Hoffmann R, Wenzel E, Huth A, van der Steen P, Schäufele M, Henninger H P, Happle R
Department of Dermatology, Philipp University, Marburg, Germany.
J Invest Dermatol. 1994 Oct;103(4):530-3. doi: 10.1111/1523-1747.ep12395722.
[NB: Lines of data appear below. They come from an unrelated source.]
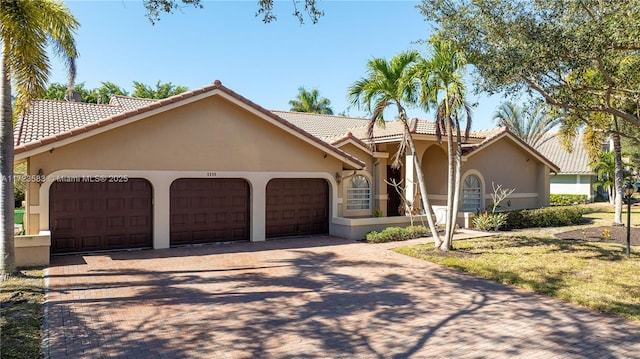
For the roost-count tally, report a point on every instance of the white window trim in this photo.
(481, 192)
(368, 192)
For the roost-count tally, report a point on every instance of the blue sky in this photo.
(264, 62)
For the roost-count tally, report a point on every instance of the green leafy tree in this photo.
(530, 123)
(161, 90)
(265, 9)
(605, 168)
(27, 27)
(391, 84)
(310, 101)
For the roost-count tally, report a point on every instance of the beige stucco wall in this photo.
(208, 138)
(211, 134)
(506, 163)
(347, 176)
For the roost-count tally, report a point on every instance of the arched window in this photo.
(471, 194)
(358, 194)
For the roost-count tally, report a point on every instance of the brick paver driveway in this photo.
(307, 298)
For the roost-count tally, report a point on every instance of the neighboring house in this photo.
(209, 165)
(575, 175)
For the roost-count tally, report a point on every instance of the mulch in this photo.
(608, 234)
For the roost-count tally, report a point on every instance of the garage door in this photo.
(297, 207)
(205, 210)
(96, 216)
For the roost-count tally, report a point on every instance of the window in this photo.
(471, 194)
(358, 194)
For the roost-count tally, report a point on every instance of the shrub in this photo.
(567, 199)
(490, 221)
(393, 234)
(544, 217)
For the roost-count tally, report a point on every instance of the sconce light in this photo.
(40, 177)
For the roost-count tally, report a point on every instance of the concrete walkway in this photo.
(307, 298)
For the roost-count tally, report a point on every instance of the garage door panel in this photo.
(218, 210)
(92, 216)
(297, 206)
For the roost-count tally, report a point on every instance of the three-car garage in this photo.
(90, 216)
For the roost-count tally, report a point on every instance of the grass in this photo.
(21, 315)
(593, 274)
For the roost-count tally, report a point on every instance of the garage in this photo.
(206, 210)
(100, 213)
(297, 207)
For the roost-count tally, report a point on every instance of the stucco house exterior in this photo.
(209, 165)
(575, 175)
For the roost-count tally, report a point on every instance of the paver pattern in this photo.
(319, 297)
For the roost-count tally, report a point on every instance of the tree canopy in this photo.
(265, 9)
(310, 101)
(161, 90)
(578, 55)
(102, 94)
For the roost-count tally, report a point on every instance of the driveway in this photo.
(317, 297)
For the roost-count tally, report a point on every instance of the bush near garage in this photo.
(544, 217)
(567, 199)
(393, 234)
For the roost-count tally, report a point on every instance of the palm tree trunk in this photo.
(617, 150)
(457, 184)
(7, 202)
(421, 183)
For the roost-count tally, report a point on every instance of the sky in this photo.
(265, 63)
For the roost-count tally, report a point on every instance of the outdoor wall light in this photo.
(40, 177)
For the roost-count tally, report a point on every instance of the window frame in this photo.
(363, 195)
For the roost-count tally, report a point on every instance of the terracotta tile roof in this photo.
(576, 162)
(47, 118)
(129, 103)
(47, 121)
(325, 127)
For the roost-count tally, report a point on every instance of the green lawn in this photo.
(21, 315)
(593, 274)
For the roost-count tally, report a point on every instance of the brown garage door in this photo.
(297, 207)
(95, 216)
(205, 210)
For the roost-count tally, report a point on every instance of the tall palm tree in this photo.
(26, 28)
(442, 80)
(389, 83)
(310, 101)
(529, 123)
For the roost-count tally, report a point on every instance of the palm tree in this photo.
(442, 80)
(310, 101)
(26, 29)
(529, 123)
(605, 168)
(390, 83)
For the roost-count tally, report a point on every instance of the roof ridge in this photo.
(72, 103)
(320, 114)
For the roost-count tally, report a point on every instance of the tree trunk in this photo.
(617, 149)
(7, 202)
(421, 183)
(458, 182)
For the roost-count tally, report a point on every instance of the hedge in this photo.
(567, 199)
(544, 217)
(392, 234)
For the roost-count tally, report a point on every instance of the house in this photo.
(209, 165)
(575, 175)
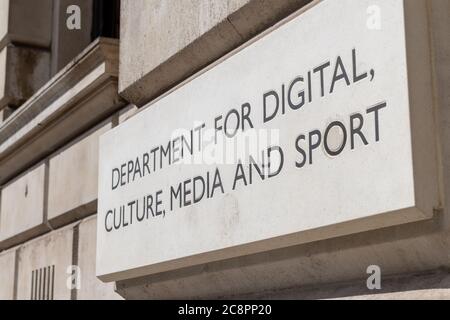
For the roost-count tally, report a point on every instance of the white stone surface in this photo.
(7, 270)
(22, 205)
(365, 187)
(91, 287)
(50, 251)
(73, 173)
(4, 18)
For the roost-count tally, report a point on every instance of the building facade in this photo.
(89, 87)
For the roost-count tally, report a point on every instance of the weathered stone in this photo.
(22, 72)
(164, 42)
(26, 22)
(7, 274)
(91, 287)
(22, 208)
(45, 267)
(73, 173)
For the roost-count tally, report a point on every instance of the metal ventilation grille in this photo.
(42, 283)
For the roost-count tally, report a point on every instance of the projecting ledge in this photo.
(78, 97)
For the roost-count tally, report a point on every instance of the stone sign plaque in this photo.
(306, 133)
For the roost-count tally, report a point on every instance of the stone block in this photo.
(43, 266)
(23, 71)
(7, 274)
(73, 173)
(26, 22)
(22, 208)
(165, 42)
(91, 287)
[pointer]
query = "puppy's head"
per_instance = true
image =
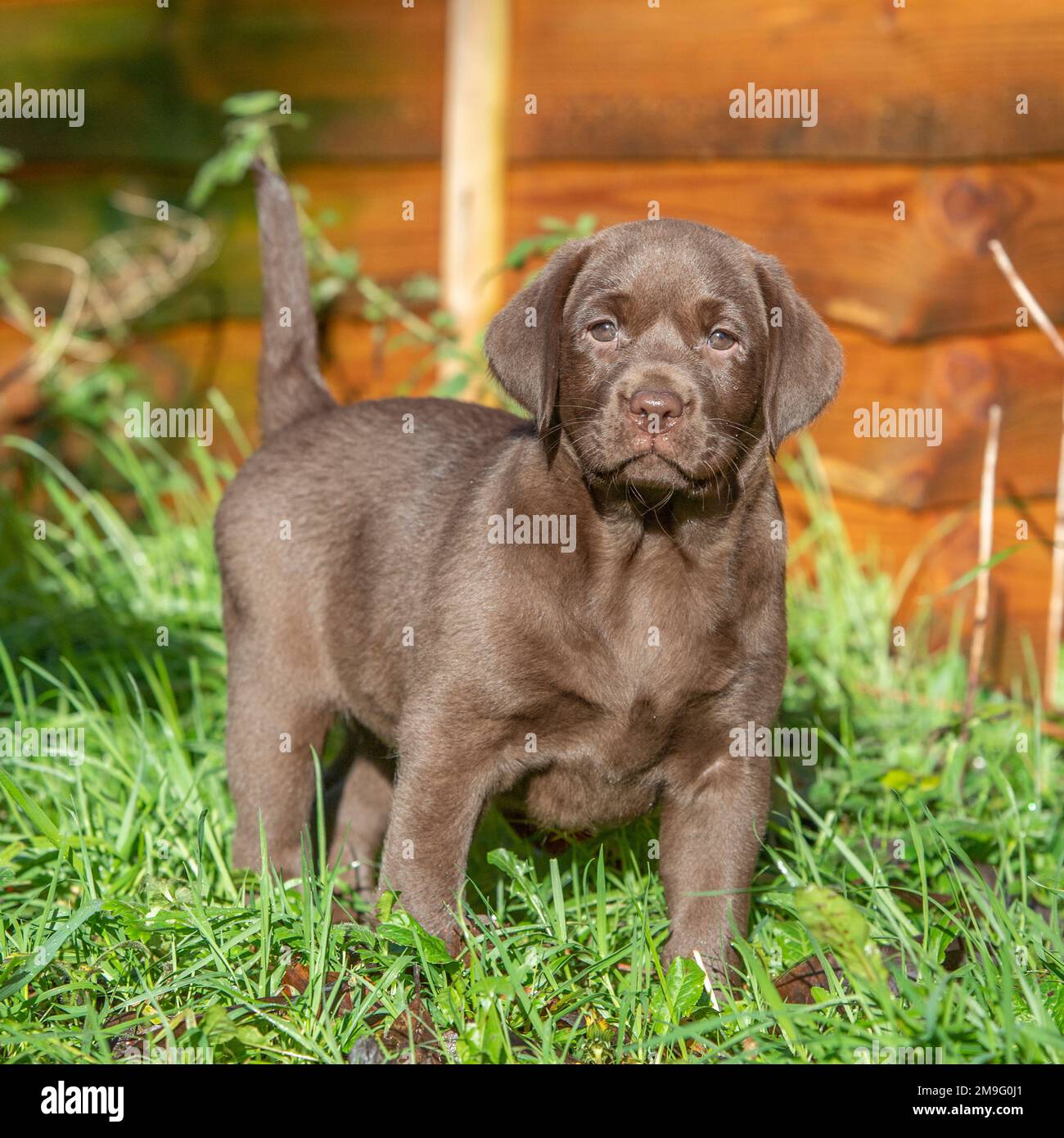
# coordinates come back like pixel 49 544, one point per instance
pixel 664 350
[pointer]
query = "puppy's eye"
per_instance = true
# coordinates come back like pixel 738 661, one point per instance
pixel 603 330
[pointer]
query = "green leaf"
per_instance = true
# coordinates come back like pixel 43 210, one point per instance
pixel 34 813
pixel 676 998
pixel 836 924
pixel 219 1027
pixel 46 954
pixel 402 928
pixel 251 102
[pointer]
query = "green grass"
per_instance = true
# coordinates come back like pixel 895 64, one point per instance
pixel 119 915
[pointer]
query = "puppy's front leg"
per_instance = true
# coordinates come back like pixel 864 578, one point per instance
pixel 437 804
pixel 710 834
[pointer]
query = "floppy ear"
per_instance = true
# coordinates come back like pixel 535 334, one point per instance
pixel 805 359
pixel 524 341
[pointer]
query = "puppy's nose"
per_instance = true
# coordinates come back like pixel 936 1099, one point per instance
pixel 656 409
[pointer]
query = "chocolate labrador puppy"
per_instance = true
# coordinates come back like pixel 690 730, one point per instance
pixel 579 607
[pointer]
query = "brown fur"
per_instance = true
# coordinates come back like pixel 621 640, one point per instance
pixel 629 660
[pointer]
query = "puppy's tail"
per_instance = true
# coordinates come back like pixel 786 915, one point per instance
pixel 291 386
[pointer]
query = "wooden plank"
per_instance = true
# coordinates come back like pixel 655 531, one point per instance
pixel 831 224
pixel 615 79
pixel 183 362
pixel 369 75
pixel 926 81
pixel 474 169
pixel 955 380
pixel 945 544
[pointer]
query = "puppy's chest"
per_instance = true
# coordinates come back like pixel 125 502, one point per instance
pixel 615 708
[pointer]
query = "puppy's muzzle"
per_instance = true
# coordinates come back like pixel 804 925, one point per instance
pixel 656 412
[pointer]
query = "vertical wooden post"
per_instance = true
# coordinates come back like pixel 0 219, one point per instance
pixel 474 166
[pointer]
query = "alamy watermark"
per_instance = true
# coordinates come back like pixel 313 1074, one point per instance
pixel 755 102
pixel 752 741
pixel 533 530
pixel 169 422
pixel 43 742
pixel 899 422
pixel 43 102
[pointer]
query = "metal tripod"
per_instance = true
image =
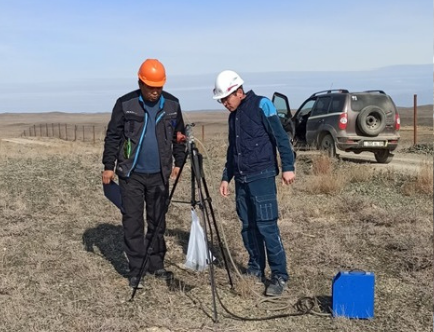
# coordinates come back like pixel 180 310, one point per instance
pixel 204 202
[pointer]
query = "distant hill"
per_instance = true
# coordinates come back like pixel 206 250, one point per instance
pixel 195 91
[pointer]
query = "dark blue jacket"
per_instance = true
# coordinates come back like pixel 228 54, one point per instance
pixel 126 130
pixel 255 131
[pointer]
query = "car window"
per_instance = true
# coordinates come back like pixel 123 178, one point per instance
pixel 321 106
pixel 281 106
pixel 360 101
pixel 305 108
pixel 338 102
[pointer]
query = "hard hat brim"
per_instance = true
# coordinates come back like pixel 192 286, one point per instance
pixel 153 84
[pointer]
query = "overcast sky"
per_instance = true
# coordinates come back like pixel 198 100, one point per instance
pixel 51 42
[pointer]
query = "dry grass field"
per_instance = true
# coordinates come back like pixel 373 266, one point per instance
pixel 62 266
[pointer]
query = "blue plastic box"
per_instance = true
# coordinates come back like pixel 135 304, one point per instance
pixel 353 294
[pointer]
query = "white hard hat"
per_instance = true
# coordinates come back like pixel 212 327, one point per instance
pixel 226 82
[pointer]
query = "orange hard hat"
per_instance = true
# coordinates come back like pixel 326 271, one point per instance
pixel 152 73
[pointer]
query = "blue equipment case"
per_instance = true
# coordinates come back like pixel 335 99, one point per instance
pixel 353 294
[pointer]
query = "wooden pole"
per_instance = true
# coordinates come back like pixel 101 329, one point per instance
pixel 415 119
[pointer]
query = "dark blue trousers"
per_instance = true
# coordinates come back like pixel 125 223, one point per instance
pixel 137 190
pixel 257 209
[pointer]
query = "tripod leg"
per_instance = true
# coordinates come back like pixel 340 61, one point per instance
pixel 197 178
pixel 154 237
pixel 208 199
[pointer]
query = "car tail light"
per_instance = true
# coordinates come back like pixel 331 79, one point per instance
pixel 343 120
pixel 397 122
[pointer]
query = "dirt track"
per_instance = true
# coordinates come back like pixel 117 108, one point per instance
pixel 401 161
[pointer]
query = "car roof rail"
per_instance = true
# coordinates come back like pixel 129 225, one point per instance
pixel 330 91
pixel 378 91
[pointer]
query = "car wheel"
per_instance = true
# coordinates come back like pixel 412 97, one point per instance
pixel 371 120
pixel 327 144
pixel 383 156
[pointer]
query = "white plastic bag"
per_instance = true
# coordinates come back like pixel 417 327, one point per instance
pixel 197 258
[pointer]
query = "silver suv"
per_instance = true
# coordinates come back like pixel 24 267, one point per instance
pixel 339 119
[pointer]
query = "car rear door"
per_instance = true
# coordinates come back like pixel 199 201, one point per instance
pixel 281 103
pixel 317 119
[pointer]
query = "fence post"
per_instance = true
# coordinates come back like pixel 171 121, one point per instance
pixel 415 119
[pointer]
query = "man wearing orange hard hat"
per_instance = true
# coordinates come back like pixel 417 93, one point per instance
pixel 141 147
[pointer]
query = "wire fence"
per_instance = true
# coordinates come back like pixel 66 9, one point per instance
pixel 67 132
pixel 74 132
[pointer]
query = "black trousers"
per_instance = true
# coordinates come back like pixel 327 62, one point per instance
pixel 137 190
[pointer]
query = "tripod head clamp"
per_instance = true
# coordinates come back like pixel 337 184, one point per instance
pixel 188 137
pixel 189 132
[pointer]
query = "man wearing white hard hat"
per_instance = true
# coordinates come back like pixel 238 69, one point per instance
pixel 255 136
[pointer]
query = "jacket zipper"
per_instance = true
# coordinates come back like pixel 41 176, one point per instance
pixel 139 145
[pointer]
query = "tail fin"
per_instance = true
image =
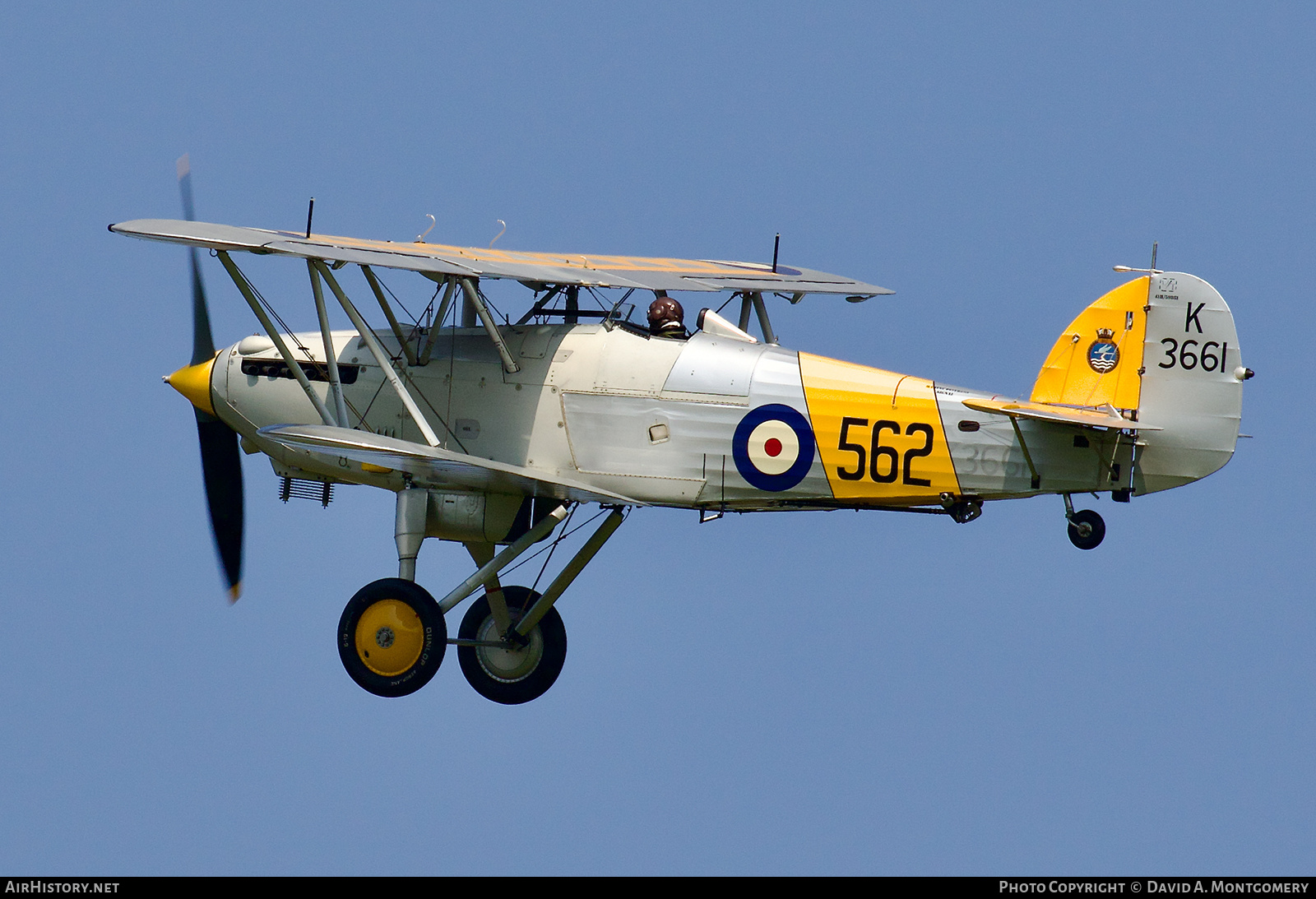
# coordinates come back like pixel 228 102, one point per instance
pixel 1164 350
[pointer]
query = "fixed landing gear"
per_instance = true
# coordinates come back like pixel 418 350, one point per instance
pixel 1086 528
pixel 392 637
pixel 512 669
pixel 512 642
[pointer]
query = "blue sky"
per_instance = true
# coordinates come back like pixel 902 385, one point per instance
pixel 813 693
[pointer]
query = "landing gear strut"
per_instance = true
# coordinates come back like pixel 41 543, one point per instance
pixel 1086 528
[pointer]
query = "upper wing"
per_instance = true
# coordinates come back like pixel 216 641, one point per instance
pixel 438 466
pixel 1096 418
pixel 532 267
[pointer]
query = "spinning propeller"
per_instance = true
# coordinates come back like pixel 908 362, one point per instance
pixel 220 462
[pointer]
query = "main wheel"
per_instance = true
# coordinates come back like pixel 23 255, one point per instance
pixel 512 674
pixel 1086 530
pixel 392 637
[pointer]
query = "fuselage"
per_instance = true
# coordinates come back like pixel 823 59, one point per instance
pixel 703 423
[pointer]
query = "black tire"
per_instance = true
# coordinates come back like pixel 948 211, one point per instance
pixel 1092 524
pixel 392 637
pixel 507 675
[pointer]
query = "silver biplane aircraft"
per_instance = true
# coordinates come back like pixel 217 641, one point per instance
pixel 493 433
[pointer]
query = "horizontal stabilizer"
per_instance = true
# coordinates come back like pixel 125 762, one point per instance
pixel 627 271
pixel 1086 418
pixel 436 466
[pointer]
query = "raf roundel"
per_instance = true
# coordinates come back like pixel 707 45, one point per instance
pixel 773 447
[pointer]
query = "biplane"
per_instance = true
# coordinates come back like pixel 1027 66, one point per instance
pixel 494 433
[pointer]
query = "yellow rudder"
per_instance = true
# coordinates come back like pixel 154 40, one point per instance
pixel 1096 359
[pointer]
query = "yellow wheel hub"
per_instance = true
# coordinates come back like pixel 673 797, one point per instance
pixel 390 637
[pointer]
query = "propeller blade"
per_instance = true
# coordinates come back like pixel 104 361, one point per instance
pixel 221 465
pixel 223 471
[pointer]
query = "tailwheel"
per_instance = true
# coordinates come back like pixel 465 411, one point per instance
pixel 392 637
pixel 1086 530
pixel 502 669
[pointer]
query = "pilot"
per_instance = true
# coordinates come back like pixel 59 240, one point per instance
pixel 666 317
Although the nature of the noxious signal and the anatomical target in alopecia areata (AA) are still unknown, it has been assumed that CD4+ T lymphocytes surrounding and infiltrating the hair bulb might trigger the hair loss. As these T lymphocytes do not promote cytotoxic activity we hypothesize that AA is triggered by cytokines. Topical immunotherapy with diphenylcyclopropenone (DCP) is at present the most effective approach. If it is true that AA results from a distinct cytokine pattern, we can hypothesize that the beneficial effect of DCP should be mediated by locally secreted cytokines during the contact allergy. Using semiquantitative reverse transcription-polymerase chain reaction with RNA extracted from scalp biopsies from patients with AA before and after successful treatment with DCP, and from healthy controls we detected a T-cell response with increased steady state mRNA levels for interferon (IFN)-gamma, interleukin (IL)-1 beta, and IL-2 in untreated AA of the totalis type. After DCP treatment, the IFN-gamma expression was reduced but still above the constitutive level found in controls, whereas mRNA expression of IL-2, IL-8, IL-10, and tumor necrosis factor-alpha was increased. Our results point towards cytokines involved in the pathogenesis in AA. A TH1 type cytokine pattern is present in untreated AA, and this is modified by cytokines secreted during DCP treatment. IL-10 has recently been described as an immunomodulator of the TH1 response and, therefore, we hypothesize that basal keratinocytes or lesional T cells secrete bioactive IL-10 after DCP application, resulting in an inhibitory effect on lesional T lymphocytes. This hypothesis would explain the effectiveness of DCP and implies the theoretical possibility of a response to topical or intralesional application of recombinant IL-10.
尽管斑秃(AA)中有害信号的性质和解剖学靶点仍不清楚,但人们认为围绕并浸润毛囊球部的CD4 + T淋巴细胞可能引发脱发。由于这些T淋巴细胞不会促进细胞毒性活性,我们推测AA是由细胞因子触发的。目前,外用二苯环丙烯酮(DCP)进行免疫疗法是最有效的方法。如果AA确实是由独特的细胞因子模式引起的,那么我们可以推测DCP的有益作用应该是在接触性过敏期间由局部分泌的细胞因子介导的。我们使用半定量逆转录 - 聚合酶链反应,对AA患者在成功接受DCP治疗前后以及健康对照者头皮活检提取的RNA进行检测,发现全秃型未经治疗的AA中,干扰素(IFN)-γ、白细胞介素(IL)-1β和IL-2的稳态mRNA水平升高,呈现T细胞反应。DCP治疗后,IFN-γ表达降低,但仍高于对照组的基础水平,而IL-2、IL-8、IL-10和肿瘤坏死因子-α的mRNA表达增加。我们的结果表明细胞因子参与了AA的发病机制。未经治疗的AA中存在TH1型细胞因子模式,而这种模式在DCP治疗期间由分泌的细胞因子改变。最近,IL-10被描述为TH1反应的免疫调节剂,因此,我们推测在应用DCP后,基底角质形成细胞或病变T细胞会分泌具有生物活性的IL-10,从而对病变T淋巴细胞产生抑制作用。这一假说可以解释DCP的有效性,并暗示了对局部或病灶内应用重组IL-10产生反应的理论可能性。